动态图中如何用normal分布来批量sample呢?
Created by: dbsxdbsx
PaddlePaddle版本:1.8.3 cuda 10 cudnn 7.6 我在看parl强化学习算法sac部分代码迁移到动态图中时发现:
def sample(self, obs):
mean, log_std = self.actor(obs) # mean[1,1] obs [1,3]

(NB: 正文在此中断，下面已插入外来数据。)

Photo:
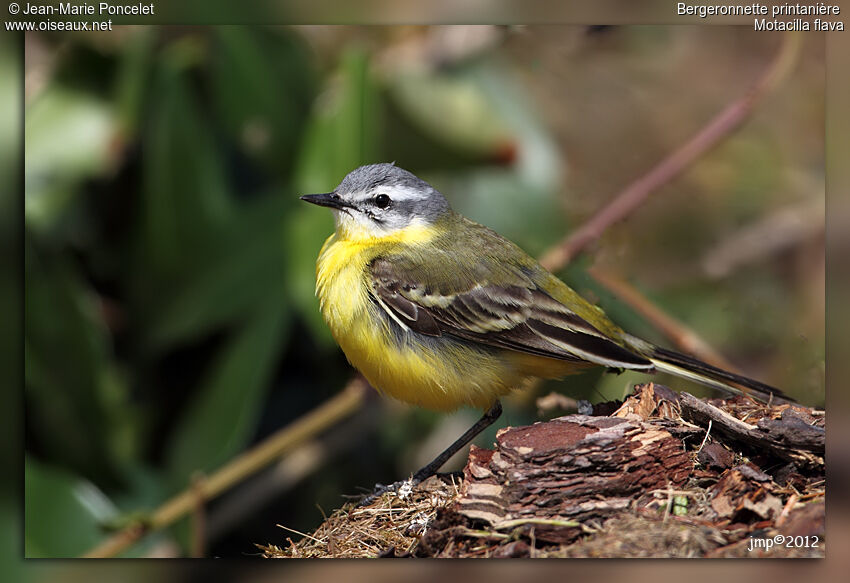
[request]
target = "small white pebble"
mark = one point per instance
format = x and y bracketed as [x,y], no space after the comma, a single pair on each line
[405,489]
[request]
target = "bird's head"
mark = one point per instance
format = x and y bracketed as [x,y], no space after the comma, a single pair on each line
[381,200]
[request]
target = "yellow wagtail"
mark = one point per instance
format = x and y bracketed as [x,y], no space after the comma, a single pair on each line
[439,311]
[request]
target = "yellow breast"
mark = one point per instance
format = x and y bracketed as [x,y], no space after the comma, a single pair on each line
[437,373]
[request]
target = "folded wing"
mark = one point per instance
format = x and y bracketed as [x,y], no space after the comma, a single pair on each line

std = layers.exp(log_std) #TODO: why need exp
# mean = layers.squeeze(mean, axes=[1])
# std = layers.squeeze(std, axes=[1])
normal = self.distribution(mean, std)
# _size = mean.shape[0]
output = normal.sample([1]) #output size : [inputSize,1,1]
x_t = output[0]
y_t = layers.tanh(x_t)
action = y_t * self.act_lim
log_prob = normal.log_prob(x_t)
log_prob -= layers.log(self.act_lim * (1 - layers.pow(y_t, 2)) +
epsilon)
# log_prob= fluid.layers.unsqueeze(input=log_prob, axes=[1])
log_prob = layers.reduce_sum(log_prob, dim=1, keep_dim=True)
log_prob = layers.squeeze(log_prob, axes=[1])
return action, log_prob
上述代码在parl中https://github.com/PaddlePaddle/PARL/blob/develop/parl/algorithms/fluid/sac.py
是可以通过normal分布来批量采集的,但在我动态图模型中,当mean, log_std的shape是[batchsize,1]时,执行到normal.sample([1])
这里会报错。由于调试parl的sac模型发现执行到学习这一步:agent.learn(batch_obs, batch_action, batch_reward, batch_next_obs,batch_terminal)
时无法输出print信息,所以不是很清楚在动态图中该怎么通过normal分布来批量采集?
再说明下:这里的批量sample意思是---当mean, log_std的shape是[batchsize,1]时,需要从batchsize个normal分布中为每个分布采集一个样本。